Though the deferred lean hog contracts started the week out lower following Monday's holiday, it was interesting to see most contracts closed in positive territory. There is talk the big price decline in cash hogs and pork markets will begin to slow in a few days. So far though, there is no sign of that happening. Cash hogs were weaker on Tuesday and the Tuesday afternoon wholesale pork trade was down another $1.60. Even if or when cash hogs stabilize, Allendale does not see it lasting very long. With that in mind we would have a target of $65 for the December contract. Allendale remains bearish and will not attempt to pick a bottom.

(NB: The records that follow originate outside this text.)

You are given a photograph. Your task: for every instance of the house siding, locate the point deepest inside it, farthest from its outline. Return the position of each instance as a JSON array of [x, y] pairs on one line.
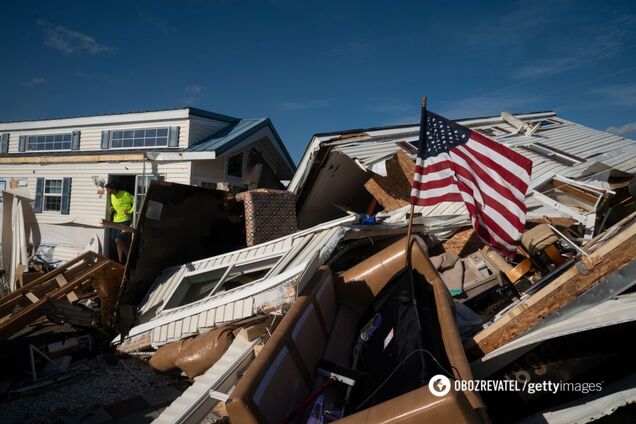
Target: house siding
[[87, 207], [91, 136]]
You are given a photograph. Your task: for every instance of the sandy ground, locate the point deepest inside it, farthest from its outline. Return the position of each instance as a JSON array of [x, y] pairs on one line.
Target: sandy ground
[[98, 383]]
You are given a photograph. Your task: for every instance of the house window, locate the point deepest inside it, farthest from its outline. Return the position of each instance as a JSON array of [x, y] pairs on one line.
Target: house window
[[199, 285], [235, 165], [35, 143], [152, 137], [52, 195], [554, 154]]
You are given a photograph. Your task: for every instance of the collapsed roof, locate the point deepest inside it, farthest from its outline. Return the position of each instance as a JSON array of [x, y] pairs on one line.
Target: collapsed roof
[[557, 147]]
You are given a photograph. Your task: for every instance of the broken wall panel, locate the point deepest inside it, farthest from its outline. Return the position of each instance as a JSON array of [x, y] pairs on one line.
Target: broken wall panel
[[178, 224], [339, 184], [393, 191]]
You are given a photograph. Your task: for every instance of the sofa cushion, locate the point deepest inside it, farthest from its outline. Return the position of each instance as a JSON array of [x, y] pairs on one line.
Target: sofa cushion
[[340, 343]]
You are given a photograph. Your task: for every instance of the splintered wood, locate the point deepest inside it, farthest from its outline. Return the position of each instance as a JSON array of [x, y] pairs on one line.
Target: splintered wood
[[394, 190], [463, 243], [612, 255], [81, 275]]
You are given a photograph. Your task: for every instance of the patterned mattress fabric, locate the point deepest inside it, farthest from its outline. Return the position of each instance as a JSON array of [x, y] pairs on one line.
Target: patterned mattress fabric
[[269, 214]]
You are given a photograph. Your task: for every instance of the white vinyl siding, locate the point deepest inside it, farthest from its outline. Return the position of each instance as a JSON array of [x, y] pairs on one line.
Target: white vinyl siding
[[91, 137], [87, 207]]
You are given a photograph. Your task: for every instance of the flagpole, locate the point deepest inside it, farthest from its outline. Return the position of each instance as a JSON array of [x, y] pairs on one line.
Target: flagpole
[[407, 256]]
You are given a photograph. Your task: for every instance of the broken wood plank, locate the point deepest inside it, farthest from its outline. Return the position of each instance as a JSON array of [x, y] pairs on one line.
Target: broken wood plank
[[609, 258], [20, 319], [394, 190], [61, 281], [72, 297], [33, 298], [558, 185], [8, 303]]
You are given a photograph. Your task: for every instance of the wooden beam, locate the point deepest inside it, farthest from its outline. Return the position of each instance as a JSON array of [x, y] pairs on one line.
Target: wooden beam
[[609, 258], [40, 285], [394, 190], [35, 310], [120, 157]]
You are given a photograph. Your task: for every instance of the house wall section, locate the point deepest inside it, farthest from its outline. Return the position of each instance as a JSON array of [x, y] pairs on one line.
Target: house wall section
[[91, 136], [87, 205]]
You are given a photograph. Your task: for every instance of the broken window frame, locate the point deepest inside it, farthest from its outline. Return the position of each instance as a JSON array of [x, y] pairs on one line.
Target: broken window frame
[[587, 218], [245, 267]]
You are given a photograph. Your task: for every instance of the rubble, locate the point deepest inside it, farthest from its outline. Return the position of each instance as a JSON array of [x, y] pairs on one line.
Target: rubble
[[263, 303]]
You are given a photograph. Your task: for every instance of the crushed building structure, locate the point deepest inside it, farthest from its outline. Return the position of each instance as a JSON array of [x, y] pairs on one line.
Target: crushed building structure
[[292, 324]]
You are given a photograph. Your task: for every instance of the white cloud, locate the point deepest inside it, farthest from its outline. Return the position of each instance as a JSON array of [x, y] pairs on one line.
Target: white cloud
[[617, 95], [488, 105], [303, 105], [157, 22], [32, 82], [60, 38], [624, 131], [193, 88]]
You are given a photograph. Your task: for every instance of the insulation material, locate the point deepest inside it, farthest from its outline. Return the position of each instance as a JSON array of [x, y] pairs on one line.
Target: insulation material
[[14, 237], [269, 214]]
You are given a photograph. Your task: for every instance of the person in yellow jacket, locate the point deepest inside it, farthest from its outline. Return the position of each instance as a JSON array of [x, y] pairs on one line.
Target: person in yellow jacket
[[122, 209]]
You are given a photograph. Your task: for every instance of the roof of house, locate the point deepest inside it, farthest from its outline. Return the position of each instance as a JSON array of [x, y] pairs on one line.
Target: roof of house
[[233, 134], [371, 148]]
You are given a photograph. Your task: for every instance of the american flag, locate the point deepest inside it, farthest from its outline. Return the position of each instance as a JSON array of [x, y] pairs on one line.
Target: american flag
[[455, 164]]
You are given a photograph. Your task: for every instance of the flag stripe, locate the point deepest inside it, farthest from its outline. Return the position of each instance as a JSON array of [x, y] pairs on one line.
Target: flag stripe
[[455, 164]]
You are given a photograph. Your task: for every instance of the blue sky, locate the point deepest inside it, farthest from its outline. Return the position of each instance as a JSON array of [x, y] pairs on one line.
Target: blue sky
[[321, 66]]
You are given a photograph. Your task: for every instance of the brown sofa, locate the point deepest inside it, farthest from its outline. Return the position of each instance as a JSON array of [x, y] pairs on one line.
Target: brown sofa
[[322, 325]]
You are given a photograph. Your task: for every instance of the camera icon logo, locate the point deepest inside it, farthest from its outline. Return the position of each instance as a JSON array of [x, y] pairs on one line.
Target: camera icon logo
[[439, 385]]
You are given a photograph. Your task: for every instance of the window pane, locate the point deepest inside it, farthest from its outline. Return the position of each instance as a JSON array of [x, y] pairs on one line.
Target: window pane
[[52, 203], [195, 288]]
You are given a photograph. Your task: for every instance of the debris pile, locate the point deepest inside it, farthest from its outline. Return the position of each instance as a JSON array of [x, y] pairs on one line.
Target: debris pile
[[347, 305]]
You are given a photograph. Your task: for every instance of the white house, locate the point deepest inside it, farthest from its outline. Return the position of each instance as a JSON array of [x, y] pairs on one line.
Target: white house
[[63, 164]]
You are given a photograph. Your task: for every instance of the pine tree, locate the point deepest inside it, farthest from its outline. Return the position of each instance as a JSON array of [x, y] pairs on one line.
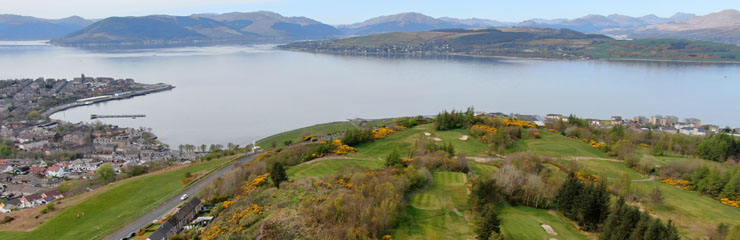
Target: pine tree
[[568, 196], [639, 232], [489, 222]]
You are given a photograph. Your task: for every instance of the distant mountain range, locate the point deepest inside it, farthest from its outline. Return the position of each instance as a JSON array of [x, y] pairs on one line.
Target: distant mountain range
[[229, 27], [272, 27], [15, 27]]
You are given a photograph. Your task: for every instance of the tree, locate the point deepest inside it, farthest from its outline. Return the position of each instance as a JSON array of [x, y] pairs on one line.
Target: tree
[[277, 174], [106, 172], [567, 195], [656, 196], [488, 223], [393, 159]]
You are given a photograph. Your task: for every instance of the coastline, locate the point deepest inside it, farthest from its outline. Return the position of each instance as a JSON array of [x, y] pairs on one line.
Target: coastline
[[155, 88], [505, 56]]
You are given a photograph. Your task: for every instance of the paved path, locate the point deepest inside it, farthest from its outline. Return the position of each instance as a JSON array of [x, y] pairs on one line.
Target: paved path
[[171, 203]]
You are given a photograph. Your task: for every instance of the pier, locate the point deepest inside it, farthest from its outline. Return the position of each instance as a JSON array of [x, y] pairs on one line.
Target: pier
[[134, 116]]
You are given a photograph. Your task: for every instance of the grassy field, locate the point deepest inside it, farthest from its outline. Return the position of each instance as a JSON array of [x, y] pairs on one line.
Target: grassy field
[[330, 167], [404, 140], [525, 223], [439, 211], [297, 134], [556, 145], [110, 208], [694, 214], [481, 169]]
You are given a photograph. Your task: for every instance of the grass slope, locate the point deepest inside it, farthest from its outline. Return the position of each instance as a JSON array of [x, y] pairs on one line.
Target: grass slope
[[110, 208], [525, 223], [556, 145], [297, 134], [330, 167], [438, 212], [695, 214], [404, 140]]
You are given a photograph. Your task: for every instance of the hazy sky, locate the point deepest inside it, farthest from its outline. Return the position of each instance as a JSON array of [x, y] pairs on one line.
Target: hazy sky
[[350, 11]]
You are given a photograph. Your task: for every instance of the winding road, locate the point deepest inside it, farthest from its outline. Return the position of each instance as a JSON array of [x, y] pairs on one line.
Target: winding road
[[171, 203]]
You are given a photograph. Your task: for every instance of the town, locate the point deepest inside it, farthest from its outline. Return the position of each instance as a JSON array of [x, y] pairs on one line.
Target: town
[[38, 153]]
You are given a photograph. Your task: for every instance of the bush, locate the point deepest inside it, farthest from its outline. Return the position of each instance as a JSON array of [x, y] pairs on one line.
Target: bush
[[7, 219]]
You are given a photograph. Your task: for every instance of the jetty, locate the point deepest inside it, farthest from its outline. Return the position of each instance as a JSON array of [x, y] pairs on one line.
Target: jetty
[[134, 116]]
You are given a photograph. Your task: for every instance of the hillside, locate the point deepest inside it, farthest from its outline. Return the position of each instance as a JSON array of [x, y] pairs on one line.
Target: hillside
[[721, 27], [230, 27], [523, 42], [595, 23], [403, 22], [16, 27]]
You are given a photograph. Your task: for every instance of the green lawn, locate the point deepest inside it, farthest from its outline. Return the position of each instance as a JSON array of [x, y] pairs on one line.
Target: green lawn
[[297, 134], [610, 168], [330, 167], [438, 212], [695, 214], [525, 223], [404, 140], [556, 145], [107, 210], [482, 169]]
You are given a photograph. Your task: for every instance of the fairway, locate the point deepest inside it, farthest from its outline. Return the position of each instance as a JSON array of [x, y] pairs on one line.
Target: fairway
[[694, 214], [556, 145], [522, 222], [424, 201], [404, 140], [450, 178], [330, 167], [110, 208], [439, 212]]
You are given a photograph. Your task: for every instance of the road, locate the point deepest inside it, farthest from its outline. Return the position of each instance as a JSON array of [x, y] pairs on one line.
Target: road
[[171, 203]]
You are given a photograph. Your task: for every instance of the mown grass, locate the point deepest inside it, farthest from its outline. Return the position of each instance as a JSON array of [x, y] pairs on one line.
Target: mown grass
[[522, 222], [556, 145], [404, 140], [107, 210], [297, 134], [438, 212], [330, 167], [694, 214]]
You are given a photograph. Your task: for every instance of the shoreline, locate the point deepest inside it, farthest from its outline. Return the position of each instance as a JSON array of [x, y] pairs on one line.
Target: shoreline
[[155, 88], [507, 57]]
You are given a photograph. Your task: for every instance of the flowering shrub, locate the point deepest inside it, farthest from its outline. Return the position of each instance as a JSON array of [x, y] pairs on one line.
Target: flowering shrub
[[381, 133], [734, 203], [513, 122]]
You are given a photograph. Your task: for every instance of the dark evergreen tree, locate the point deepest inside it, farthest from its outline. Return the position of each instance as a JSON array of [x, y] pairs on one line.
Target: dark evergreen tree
[[488, 223], [567, 197]]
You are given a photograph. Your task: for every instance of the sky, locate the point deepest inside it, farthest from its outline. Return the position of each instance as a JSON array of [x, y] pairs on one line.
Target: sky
[[351, 11]]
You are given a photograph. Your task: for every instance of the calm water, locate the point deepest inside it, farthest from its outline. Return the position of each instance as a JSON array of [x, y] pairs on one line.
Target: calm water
[[244, 93]]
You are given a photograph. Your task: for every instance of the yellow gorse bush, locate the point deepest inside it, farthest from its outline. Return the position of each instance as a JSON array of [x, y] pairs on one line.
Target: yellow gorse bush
[[383, 132], [513, 122]]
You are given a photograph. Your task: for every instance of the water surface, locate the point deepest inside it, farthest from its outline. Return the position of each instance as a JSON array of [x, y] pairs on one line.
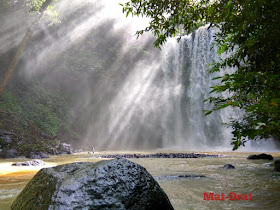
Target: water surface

Technically the trend is down. If the July low of 6840 is taken out, we have a gap from 6560 to 6790 left open from April to fill. There are ten cents left on the upside to fill the October gap to 7050. Allendale's own "Vital Technical Indicator" projects a major turn day for lean hogs on September 9th. Allendale recommended putting on a Bear Spread Tuesday morning with buying the February and selling the October lean hog contracts at 650 on the open. This spread settled the day at 745.
Most cattle futures contracts traded the weakness in the corn market on Tuesday. Though we are hearing good news about smaller than expected feedlot supplies ready for early September, it is not filtering into the psychology just yet. Tuesday afternoon's wholesale beef trade was down for both the choice and select cuts. While Allendale is bullish based on long-term fundamentals of lower supplies into this fall and winter, this market is simply not ready to start that up trend at this time. Technically the trend is currently down. When the technical picture improves we would like to by buyers, but for now stand aside this market.